3 min read

DBSCAN

1 Introduction

The next unsupervised machine learning cluster algorithms is the Density-Based Spatial Clustering and Application with Noise (DBSCAN). DBSCAN is a density-based clusering algorithm, which can be used to identify clusters of any shape in a data set containing noise and outliers.

2 Loading the libraries

import pandas as pd
import numpy as np
import matplotlib.pyplot as plt
from sklearn.datasets import make_blobs

from sklearn.preprocessing import StandardScaler

from sklearn.cluster import KMeans
from sklearn.cluster import DBSCAN

from sklearn.metrics.cluster import adjusted_rand_score

3 Introducing DBSCAN

The basic idea behind DBSCAN is derived from a human intuitive clustering method.

If you have a look at the picture below you can easily identify 2 clusters along with several points of noise, because of the differences in the density of points.

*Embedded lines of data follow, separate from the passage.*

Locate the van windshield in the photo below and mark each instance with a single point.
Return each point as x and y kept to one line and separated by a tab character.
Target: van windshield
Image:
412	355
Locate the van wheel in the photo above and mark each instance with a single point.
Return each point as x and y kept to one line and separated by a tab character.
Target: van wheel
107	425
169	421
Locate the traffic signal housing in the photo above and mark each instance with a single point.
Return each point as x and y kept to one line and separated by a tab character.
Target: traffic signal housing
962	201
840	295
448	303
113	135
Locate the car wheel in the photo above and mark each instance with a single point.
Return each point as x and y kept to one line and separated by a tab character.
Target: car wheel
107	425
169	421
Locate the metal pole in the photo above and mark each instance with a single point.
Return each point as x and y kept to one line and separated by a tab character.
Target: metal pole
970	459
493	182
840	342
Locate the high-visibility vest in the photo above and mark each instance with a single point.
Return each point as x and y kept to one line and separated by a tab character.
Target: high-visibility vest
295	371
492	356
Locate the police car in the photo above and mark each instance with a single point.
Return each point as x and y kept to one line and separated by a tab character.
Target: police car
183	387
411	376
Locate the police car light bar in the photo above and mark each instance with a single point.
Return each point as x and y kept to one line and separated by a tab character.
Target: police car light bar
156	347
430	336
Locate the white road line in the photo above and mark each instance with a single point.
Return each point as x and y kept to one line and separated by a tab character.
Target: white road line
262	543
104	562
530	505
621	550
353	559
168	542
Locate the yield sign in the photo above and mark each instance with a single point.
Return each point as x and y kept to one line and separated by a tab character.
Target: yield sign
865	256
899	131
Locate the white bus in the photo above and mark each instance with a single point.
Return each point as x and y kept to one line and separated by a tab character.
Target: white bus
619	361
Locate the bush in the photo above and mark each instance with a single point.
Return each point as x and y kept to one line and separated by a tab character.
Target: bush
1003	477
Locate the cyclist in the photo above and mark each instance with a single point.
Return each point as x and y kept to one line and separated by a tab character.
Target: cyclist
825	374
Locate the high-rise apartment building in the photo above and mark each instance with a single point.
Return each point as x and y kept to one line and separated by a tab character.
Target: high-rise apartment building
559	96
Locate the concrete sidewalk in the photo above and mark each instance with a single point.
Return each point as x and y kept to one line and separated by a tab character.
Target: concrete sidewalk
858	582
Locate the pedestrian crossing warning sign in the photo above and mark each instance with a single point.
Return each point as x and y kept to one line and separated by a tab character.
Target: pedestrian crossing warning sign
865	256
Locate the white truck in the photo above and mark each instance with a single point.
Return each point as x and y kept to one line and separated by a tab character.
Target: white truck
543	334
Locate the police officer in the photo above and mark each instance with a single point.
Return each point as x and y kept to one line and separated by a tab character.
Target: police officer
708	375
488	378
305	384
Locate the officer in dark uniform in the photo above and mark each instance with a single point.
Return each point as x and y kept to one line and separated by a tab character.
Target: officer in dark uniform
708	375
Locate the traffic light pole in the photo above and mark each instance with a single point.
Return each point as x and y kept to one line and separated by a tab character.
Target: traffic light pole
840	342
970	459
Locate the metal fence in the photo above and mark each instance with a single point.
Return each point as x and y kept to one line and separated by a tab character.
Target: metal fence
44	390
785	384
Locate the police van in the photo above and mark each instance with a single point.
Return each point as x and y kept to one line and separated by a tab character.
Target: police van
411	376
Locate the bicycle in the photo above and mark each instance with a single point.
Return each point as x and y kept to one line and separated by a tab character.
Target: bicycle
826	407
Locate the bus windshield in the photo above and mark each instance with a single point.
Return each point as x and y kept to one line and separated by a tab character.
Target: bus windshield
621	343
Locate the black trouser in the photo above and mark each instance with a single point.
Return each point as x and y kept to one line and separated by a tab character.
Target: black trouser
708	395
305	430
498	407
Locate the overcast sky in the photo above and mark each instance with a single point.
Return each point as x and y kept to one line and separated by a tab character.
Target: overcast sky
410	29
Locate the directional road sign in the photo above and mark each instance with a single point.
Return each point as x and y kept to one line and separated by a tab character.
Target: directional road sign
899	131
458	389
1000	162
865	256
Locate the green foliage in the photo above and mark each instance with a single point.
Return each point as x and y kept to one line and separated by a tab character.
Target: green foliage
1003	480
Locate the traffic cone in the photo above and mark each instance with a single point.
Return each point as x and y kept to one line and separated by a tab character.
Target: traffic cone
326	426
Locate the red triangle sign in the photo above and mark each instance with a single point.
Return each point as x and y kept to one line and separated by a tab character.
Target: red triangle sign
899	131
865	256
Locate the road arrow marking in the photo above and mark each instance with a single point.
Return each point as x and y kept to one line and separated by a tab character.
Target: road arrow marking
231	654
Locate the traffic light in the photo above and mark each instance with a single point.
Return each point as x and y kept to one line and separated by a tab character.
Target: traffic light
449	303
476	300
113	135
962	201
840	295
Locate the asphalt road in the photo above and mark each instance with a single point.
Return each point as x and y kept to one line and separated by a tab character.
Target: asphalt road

Clusters are dense regions in the data space, separated by regions of lower density of points. The Density-Based Spatial Clustering and Application with Noise algorithm is based on this intuitive notion of “clusters” and “noise”. The key idea is that for each point of a cluster, the neighborhood of a given radius has to contain at least a minimum number of points.

4 DBSCAN with Scikit-Learn

In the following I will show you an example of some of the strengths of DBSCAN clustering when k-means clustering doesn’t seem to handle the data shape well.

4.1 Data preparation

For an illustrative example, I will create a data set artificially.

# generate some random cluster data
X, y = make_blobs(random_state=170, n_samples=500, centers = 5)
# transform the data to be stretched
rng = np.random.RandomState(74)
transformation = rng.normal(size=(2, 2))
X = np.dot(X, transformation)
plt.scatter(X[:, 0], X[:, 1])
plt.xlabel("Feature 1")
plt.ylabel("Feature 2")
plt.show()

# scaling the data
scaler = StandardScaler()
X_scaled = scaler.fit_transform(X)

4.2 k-Means

If you want to find out exactly how k-Means works have a look at this post of mine: “k-Means Clustering”

# cluster the data into five clusters
kmeans = KMeans(n_clusters=5)
kmeans.fit(X_scaled)
y_pred = kmeans.predict(X_scaled)
# plot the cluster assignments and cluster centers

plt.scatter(X[:, 0], X[:, 1], c=y_pred, cmap="viridis")
plt.xlabel("Feature 1")
plt.ylabel("Feature 2")

We can measure the performance with the adjusted_rand_score

#k-means performance:
print("ARI =", adjusted_rand_score(y, y_pred))

4.3 DBSCAN

# cluster the data into five clusters
dbscan = DBSCAN(eps=0.123, min_samples = 2)

clusters = dbscan.fit_predict(X_scaled)
# plot the cluster assignments
plt.scatter(X[:, 0], X[:, 1], c=clusters, cmap="viridis")
plt.xlabel("Feature 1")
plt.ylabel("Feature 2")

#DBSCAN performance:
print("ARI =", adjusted_rand_score(y, clusters))

Here we see that the performance of the DBSCANS is much higher than k-means with this data set.

Let’s have a look at the labels:

labels = dbscan.labels_
labels

We can also add them to the original record.

X_df = pd.DataFrame(X)
db_cluster = pd.DataFrame(labels)  

df = pd.concat([X_df, db_cluster], axis=1)
df.columns = ['Feature 1', 'Feature 2', 'db_cluster']
df.head()

Let’s have a detailed look at the generated clusters:

view_cluster = df['db_cluster'].value_counts().T
view_cluster = pd.DataFrame(data=view_cluster)
view_cluster = view_cluster.reset_index()
view_cluster.columns = ['db_cluster', 'count']
view_cluster.sort_values(by='db_cluster', ascending=False)

As we can see from the overview above, a point was assigned to cluster -1. This is not a cluster at all, it’s a noisy point.

# Number of clusters in labels, ignoring noise if present.
n_clusters_ = len(set(labels)) - (1 if -1 in labels else 0)
print('Estimated number of clusters: %d' % n_clusters_)

5 Conclusion

The example in this post showed that clustering also depends heavily on the distribution of the data points and that it is always worth trying out several cluster algorithms.